According to Dr Mukti Khaire, Assistant Professor, HBS, who has put together the case, students of the Ivy League school are being trained to perform in a globally competitive world, and thus the increasing focus on unique success stories from outside the US. Founded in 1960, Fabindia makes the cut for being an example of a corporation that does not just aim to do well, but does good too. "A strong mission can be both an opportunity and a constraint on the growth of a firm," points out Dr Khaire. However, the private retailer's unique value proposition has not come in the way of it being recognised as big brand today. And this in spite of the fact that Fabindia has never advertised, points out Dr Khaire.
"Our constant endeavour is to resist the temptation of going `mainstream' which is more of a commodities game, and develop and widen the niche markets in which we are the dominant player," says Mr William Bissell, Managing Director, Fabindia.

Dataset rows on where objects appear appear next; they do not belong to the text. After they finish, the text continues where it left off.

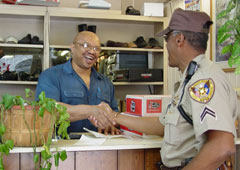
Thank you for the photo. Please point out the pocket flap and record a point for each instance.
(73, 93)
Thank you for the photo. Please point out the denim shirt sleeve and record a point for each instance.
(48, 83)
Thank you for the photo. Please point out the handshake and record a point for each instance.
(103, 116)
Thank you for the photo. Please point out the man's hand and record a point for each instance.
(100, 116)
(110, 130)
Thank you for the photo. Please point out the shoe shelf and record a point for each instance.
(114, 48)
(137, 83)
(20, 45)
(22, 10)
(99, 14)
(19, 82)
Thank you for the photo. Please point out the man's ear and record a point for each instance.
(180, 39)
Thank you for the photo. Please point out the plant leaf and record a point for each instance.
(36, 158)
(63, 155)
(223, 37)
(56, 158)
(9, 144)
(237, 70)
(236, 49)
(8, 101)
(41, 111)
(227, 49)
(2, 129)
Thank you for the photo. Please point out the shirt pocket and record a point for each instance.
(171, 130)
(73, 97)
(103, 98)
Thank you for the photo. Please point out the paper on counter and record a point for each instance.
(100, 135)
(90, 140)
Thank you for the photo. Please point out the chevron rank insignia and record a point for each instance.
(202, 91)
(207, 112)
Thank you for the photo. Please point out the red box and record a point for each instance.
(130, 131)
(147, 105)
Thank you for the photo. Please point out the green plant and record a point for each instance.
(59, 118)
(231, 29)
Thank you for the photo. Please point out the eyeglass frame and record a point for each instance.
(87, 46)
(174, 33)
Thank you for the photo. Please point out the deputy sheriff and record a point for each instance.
(198, 127)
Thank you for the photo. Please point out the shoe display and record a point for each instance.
(10, 75)
(23, 76)
(35, 40)
(116, 44)
(26, 40)
(131, 11)
(140, 42)
(132, 45)
(153, 43)
(92, 28)
(82, 27)
(11, 40)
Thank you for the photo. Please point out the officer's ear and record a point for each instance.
(180, 39)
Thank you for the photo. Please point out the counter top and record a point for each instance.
(109, 144)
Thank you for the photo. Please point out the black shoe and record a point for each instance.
(23, 76)
(82, 27)
(153, 43)
(35, 40)
(131, 11)
(140, 42)
(26, 40)
(92, 28)
(10, 75)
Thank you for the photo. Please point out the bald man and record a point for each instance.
(77, 85)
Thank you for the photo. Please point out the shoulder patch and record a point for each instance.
(202, 91)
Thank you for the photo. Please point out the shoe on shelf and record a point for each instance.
(23, 76)
(111, 43)
(92, 28)
(26, 40)
(11, 40)
(140, 42)
(132, 45)
(82, 27)
(35, 40)
(131, 11)
(153, 43)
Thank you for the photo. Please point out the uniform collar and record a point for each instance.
(67, 68)
(197, 59)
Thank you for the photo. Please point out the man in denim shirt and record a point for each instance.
(77, 85)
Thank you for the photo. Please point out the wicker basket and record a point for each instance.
(17, 130)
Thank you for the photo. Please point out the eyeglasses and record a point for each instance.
(174, 33)
(88, 47)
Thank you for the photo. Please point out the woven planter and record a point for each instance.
(17, 130)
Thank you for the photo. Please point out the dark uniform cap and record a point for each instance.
(186, 20)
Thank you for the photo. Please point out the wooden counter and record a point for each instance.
(113, 154)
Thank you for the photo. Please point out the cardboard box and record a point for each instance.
(126, 130)
(153, 9)
(147, 105)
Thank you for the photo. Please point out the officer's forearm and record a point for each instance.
(218, 147)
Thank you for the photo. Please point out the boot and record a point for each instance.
(82, 27)
(92, 28)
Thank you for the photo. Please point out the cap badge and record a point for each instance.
(202, 91)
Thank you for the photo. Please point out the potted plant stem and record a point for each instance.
(32, 123)
(230, 30)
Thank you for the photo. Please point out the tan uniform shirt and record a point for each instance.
(209, 100)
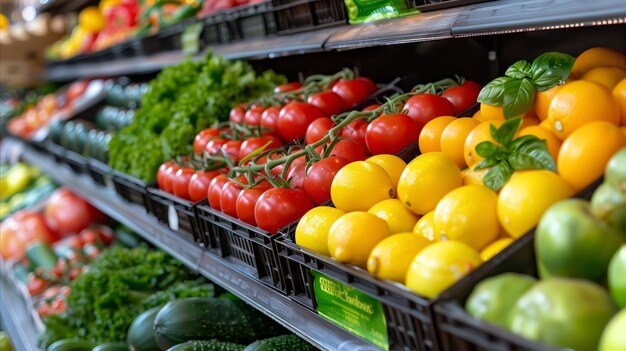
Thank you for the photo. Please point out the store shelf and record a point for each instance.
(293, 316)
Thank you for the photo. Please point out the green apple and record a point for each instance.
(571, 242)
(563, 312)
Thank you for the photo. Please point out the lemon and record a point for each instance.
(426, 179)
(398, 218)
(526, 196)
(312, 230)
(494, 248)
(360, 185)
(440, 265)
(392, 164)
(354, 235)
(426, 227)
(468, 214)
(391, 258)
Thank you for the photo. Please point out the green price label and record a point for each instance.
(351, 309)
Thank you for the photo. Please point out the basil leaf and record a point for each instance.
(493, 92)
(532, 154)
(519, 97)
(519, 70)
(497, 176)
(551, 69)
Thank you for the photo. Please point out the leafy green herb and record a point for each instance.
(510, 155)
(516, 90)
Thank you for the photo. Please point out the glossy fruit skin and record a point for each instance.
(424, 107)
(390, 134)
(295, 118)
(278, 207)
(320, 177)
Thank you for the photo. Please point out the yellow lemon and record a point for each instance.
(312, 230)
(392, 164)
(440, 265)
(494, 248)
(392, 257)
(354, 235)
(468, 214)
(526, 196)
(398, 217)
(360, 185)
(427, 179)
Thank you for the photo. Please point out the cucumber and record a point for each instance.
(207, 345)
(140, 336)
(111, 346)
(288, 342)
(210, 318)
(71, 345)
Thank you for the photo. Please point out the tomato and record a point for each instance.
(424, 107)
(269, 120)
(320, 176)
(199, 184)
(181, 182)
(278, 207)
(390, 134)
(352, 91)
(318, 129)
(67, 213)
(356, 131)
(247, 199)
(328, 102)
(294, 119)
(228, 197)
(253, 116)
(291, 86)
(463, 96)
(202, 138)
(252, 144)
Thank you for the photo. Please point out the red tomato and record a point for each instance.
(199, 184)
(247, 199)
(253, 116)
(328, 102)
(320, 176)
(202, 138)
(317, 130)
(67, 213)
(424, 107)
(181, 182)
(278, 207)
(463, 96)
(390, 134)
(352, 91)
(291, 86)
(294, 119)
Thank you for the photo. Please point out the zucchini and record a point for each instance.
(207, 345)
(288, 342)
(140, 336)
(210, 318)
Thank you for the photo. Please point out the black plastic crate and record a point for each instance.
(294, 16)
(173, 212)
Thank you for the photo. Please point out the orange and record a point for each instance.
(543, 100)
(431, 134)
(479, 134)
(585, 153)
(554, 143)
(453, 139)
(595, 57)
(608, 76)
(578, 103)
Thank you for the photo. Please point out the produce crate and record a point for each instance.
(252, 249)
(294, 16)
(175, 213)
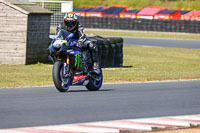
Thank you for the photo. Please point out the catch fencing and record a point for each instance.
(55, 7)
(187, 26)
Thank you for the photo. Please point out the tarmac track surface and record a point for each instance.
(40, 106)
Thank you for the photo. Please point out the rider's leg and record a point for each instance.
(94, 50)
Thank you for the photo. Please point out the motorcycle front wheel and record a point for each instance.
(61, 83)
(95, 85)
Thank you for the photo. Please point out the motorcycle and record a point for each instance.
(73, 65)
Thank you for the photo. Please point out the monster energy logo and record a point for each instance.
(77, 61)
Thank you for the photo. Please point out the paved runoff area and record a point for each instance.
(144, 124)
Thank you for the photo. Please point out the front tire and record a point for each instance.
(95, 85)
(62, 84)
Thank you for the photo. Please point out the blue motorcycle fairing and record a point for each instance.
(71, 51)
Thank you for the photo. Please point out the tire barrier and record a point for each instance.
(110, 51)
(187, 26)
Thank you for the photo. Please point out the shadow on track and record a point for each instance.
(103, 90)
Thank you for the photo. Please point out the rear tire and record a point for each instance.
(95, 85)
(58, 79)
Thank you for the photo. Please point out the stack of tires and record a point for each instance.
(110, 51)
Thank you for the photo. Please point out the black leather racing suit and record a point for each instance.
(79, 34)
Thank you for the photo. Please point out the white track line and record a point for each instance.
(144, 124)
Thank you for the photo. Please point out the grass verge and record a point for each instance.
(141, 63)
(150, 34)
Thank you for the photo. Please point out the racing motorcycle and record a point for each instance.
(73, 65)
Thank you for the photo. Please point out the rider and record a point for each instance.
(72, 24)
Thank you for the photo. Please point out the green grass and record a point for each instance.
(138, 4)
(140, 64)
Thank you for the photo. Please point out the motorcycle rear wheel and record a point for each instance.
(61, 83)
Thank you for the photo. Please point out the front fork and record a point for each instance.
(66, 67)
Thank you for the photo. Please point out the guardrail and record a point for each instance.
(187, 26)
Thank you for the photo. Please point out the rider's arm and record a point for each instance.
(60, 27)
(82, 36)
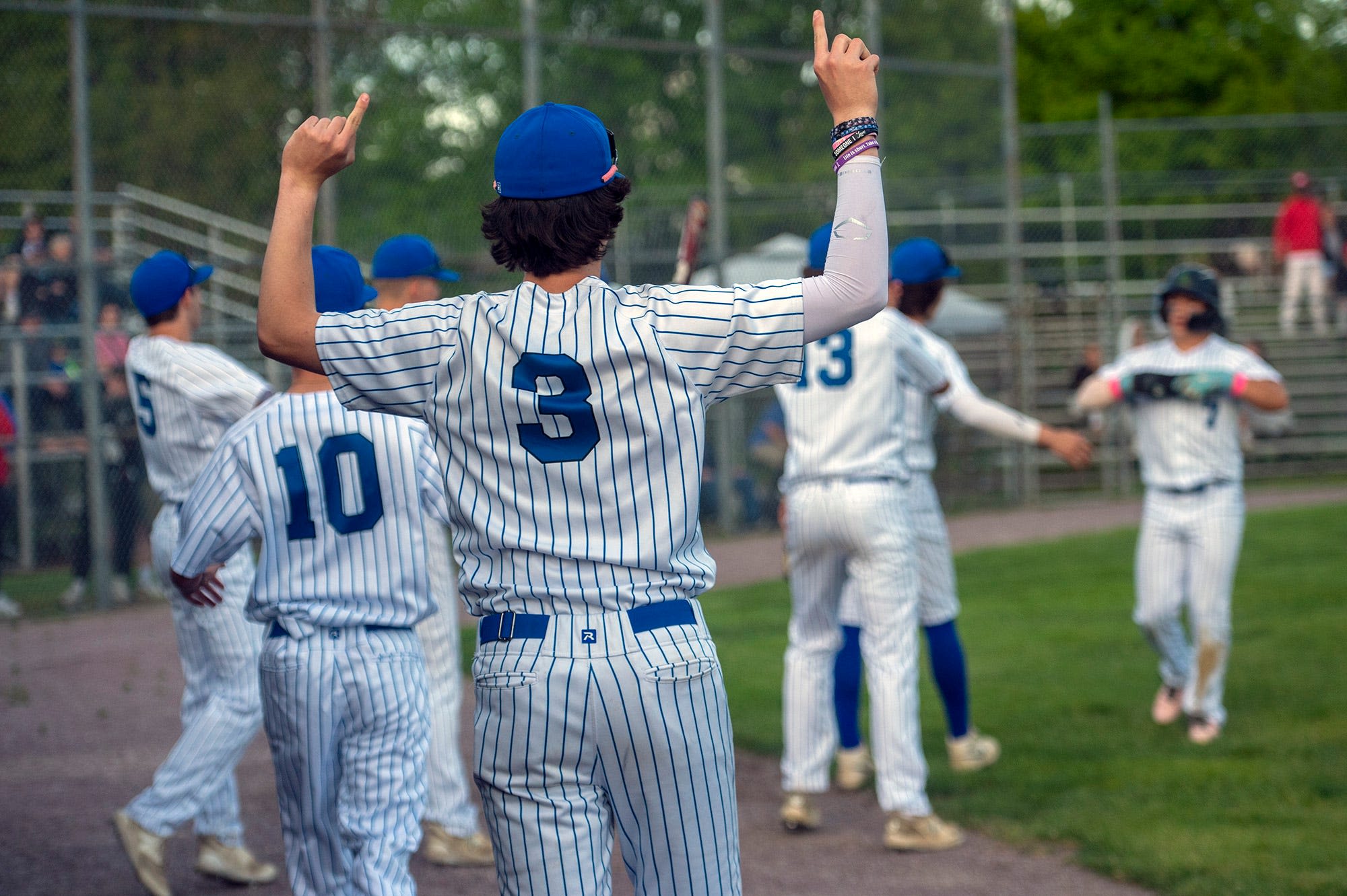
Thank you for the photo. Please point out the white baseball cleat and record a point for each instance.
(235, 864)
(921, 833)
(973, 751)
(442, 848)
(1169, 705)
(799, 813)
(1202, 731)
(146, 852)
(855, 769)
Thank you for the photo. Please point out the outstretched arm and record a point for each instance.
(286, 314)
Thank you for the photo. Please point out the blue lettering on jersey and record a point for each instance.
(570, 403)
(840, 368)
(301, 524)
(145, 411)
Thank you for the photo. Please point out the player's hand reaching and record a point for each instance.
(847, 73)
(205, 590)
(323, 147)
(1067, 444)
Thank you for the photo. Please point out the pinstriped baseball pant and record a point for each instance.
(1187, 553)
(222, 708)
(857, 532)
(448, 800)
(346, 712)
(596, 727)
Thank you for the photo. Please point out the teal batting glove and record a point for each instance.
(1198, 386)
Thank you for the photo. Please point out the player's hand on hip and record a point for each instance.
(205, 590)
(323, 147)
(847, 73)
(1069, 444)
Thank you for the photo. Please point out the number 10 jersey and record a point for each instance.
(570, 425)
(339, 499)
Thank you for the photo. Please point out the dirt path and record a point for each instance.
(90, 707)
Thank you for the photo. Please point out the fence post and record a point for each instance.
(324, 106)
(1020, 306)
(24, 450)
(731, 429)
(91, 384)
(1112, 316)
(530, 50)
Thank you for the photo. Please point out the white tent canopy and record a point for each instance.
(786, 254)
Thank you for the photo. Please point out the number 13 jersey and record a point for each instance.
(570, 425)
(844, 415)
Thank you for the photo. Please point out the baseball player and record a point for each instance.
(918, 271)
(1185, 393)
(848, 525)
(407, 269)
(187, 396)
(337, 498)
(569, 417)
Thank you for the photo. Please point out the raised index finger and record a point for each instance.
(821, 35)
(356, 114)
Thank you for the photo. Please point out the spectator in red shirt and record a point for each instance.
(9, 609)
(1299, 244)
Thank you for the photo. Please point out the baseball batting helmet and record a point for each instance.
(1195, 281)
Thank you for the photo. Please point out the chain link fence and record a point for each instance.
(188, 106)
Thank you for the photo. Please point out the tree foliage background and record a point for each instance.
(201, 110)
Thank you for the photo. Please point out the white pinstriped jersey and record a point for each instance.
(187, 396)
(923, 408)
(337, 498)
(570, 425)
(844, 415)
(1183, 443)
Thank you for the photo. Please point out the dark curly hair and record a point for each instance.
(549, 236)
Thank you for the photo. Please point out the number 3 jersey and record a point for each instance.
(845, 412)
(340, 501)
(570, 425)
(185, 396)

With 57 stores in the country currently, and one each in Rome, Dubai and Guangzhou, the company is to add close to 200 stores in the next four-five years. And it is also believed to be on a look out for private equity investment.
And, true to its founding mission of creating sustainable employment, it is taking its craftsmen along. From providing jobs for close to 15,000 artisans today, it is hopeful of supporting another 1,00,000 in the next few years.